Aufkohlende Oberflächenbehandlung für Titandraht

Oct 13, 2024

Titandraht bildet mit Kohlenstoff ein stabiles Karbid mit höherer Härte. Das Wachstum der karbonisierten Schicht zwischen Titan und Kohlenstoff wird durch die Diffusionsgeschwindigkeit von Titan in der karbonisierten Schicht bestimmt.
Die Löslichkeit von Kohlenstoff in Titan ist gering und beträgt bei 850 °C insgesamt {{0}},3 % und bei 600 °C etwa 0,1 %. Da die Löslichkeit von Kohlenstoff in Titan gering ist, passiert er grundsätzlich nur die Titancarbidschicht und deren untere Gabeldomäne. Tragen Sie eine Schicht auf, um eine Oberflächenhärtung zu erreichen. Das Aufkohlen muss unter der Bedingung durchgeführt werden, dass Sauerstoff entfernt wird, da die Härte der Oberflächenschicht, die entsteht, wenn das üblicherweise zum Aufkohlen von Stahl verwendete Pulver der Oberfläche von Kohlenmonoxid oder sauerstoffhaltigem Kohlenmonoxid gegenübersteht, 2700 MPa und 8500 MPa erreicht und dies leicht ist abziehen.

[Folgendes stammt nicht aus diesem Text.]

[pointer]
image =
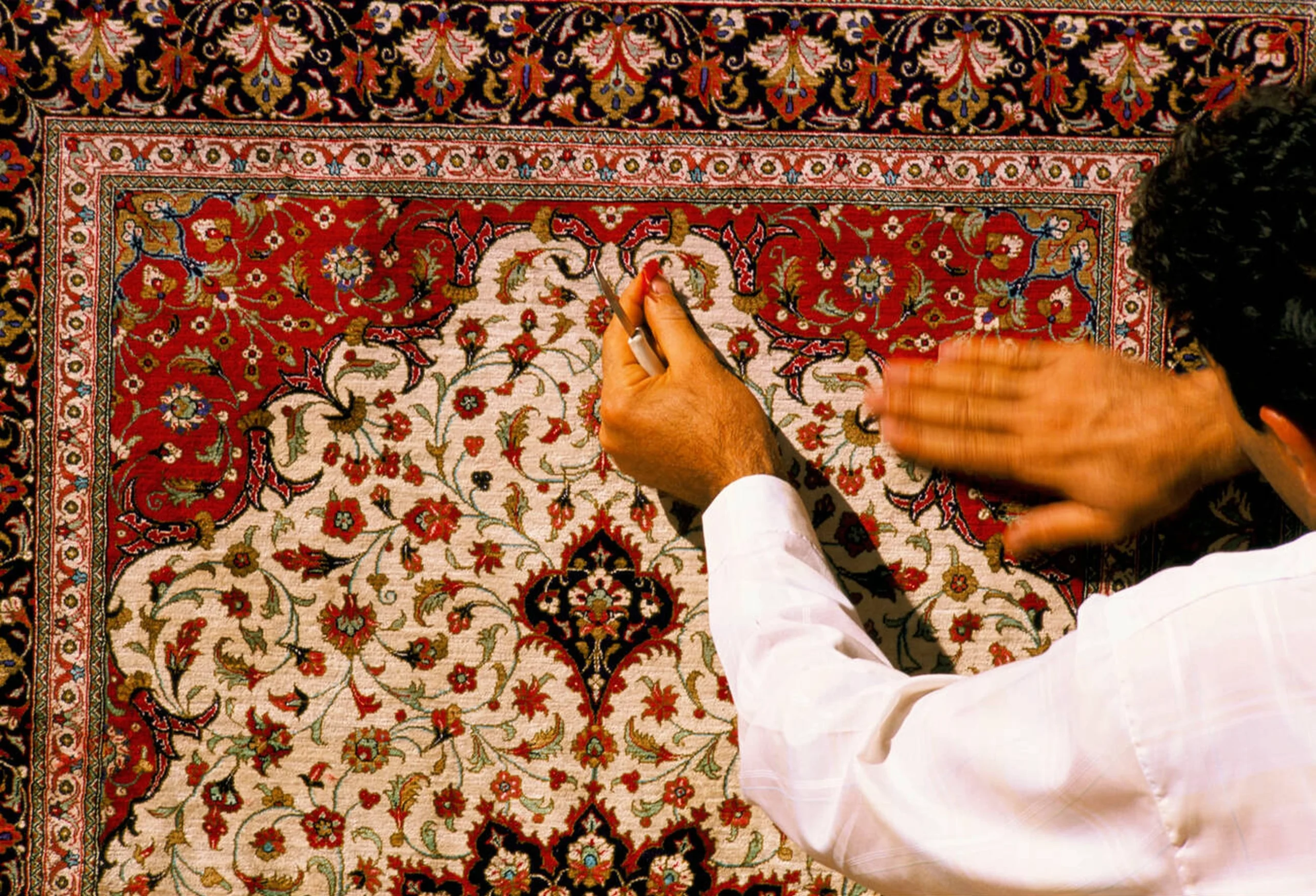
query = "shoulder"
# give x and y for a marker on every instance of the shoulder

Im Gegensatz dazu kann sich bei der Aufkohlung in Holzkohle unter desoxidierten oder entkohlten Bedingungen eine dünne Schicht aus Titankarbid bilden. Die Härte dieser Schicht beträgt 32OUOMPa, was mit der Härte von Titancarbid übereinstimmt. Die Tiefe der aufgekohlten Schicht ist etwa größer als die Tiefe der nitrierten Schicht beim Nitrieren mit Stickstoff unter gleichen Bedingungen. Bei sauerstoffangereicherten Bedingungen muss berücksichtigt werden, dass die Aufnahme von Sauerstoff die Aushärtungstiefe beeinflusst. Nur bei sehr geringer Schichtdicke ist es möglich, durch Infiltration von Kohlenstoffpulver im Vakuum oder in einer Argon-Methan-Atmosphäre eine ausreichende Haftfestigkeit zu erreichen. Im Gegensatz dazu kann durch die Verwendung von Gasaufkohlungsmitteln eine besonders harte und gute Haftung erzielt werden. Gehärtete Schicht aus Titankarbid. Gleichzeitig liegt die bei Temperaturen zwischen 950 °F und 10.201 °F entwickelte Aushärtung zwischen 50 und 50 μm. Mit zunehmender Schichtdicke wird die Titancarbidschicht spröder und neigt zum Ablösen. Um zu verhindern, dass durch die Zersetzung von Rayan Kohlenstoffeinschlüsse in die Titancarbidschicht eindringen, sollte ein Volumenanteil von etwa 2 % Rayan angenommen werden. Dosierzusätze für die Gasaufkohlung in Inertgas. Beim Aufkohlen mit Methan unter Verwendung von Propanzusätzen ergibt sich eine geringere Oberflächenhärte. Wenn die Bindungsfestigkeit 900 kPa erreicht und gasaufkohlendes Propan verwendet wird, ist die gemessene Dicke der gehärteten Schicht zwar sehr gering, sie weist jedoch die beste Verschleißfestigkeit auf. Wasserstoff wird durch gasförmige Aufkohlungsmittel absorbiert, muss aber beim Vakuumglühen wieder entfernt werden.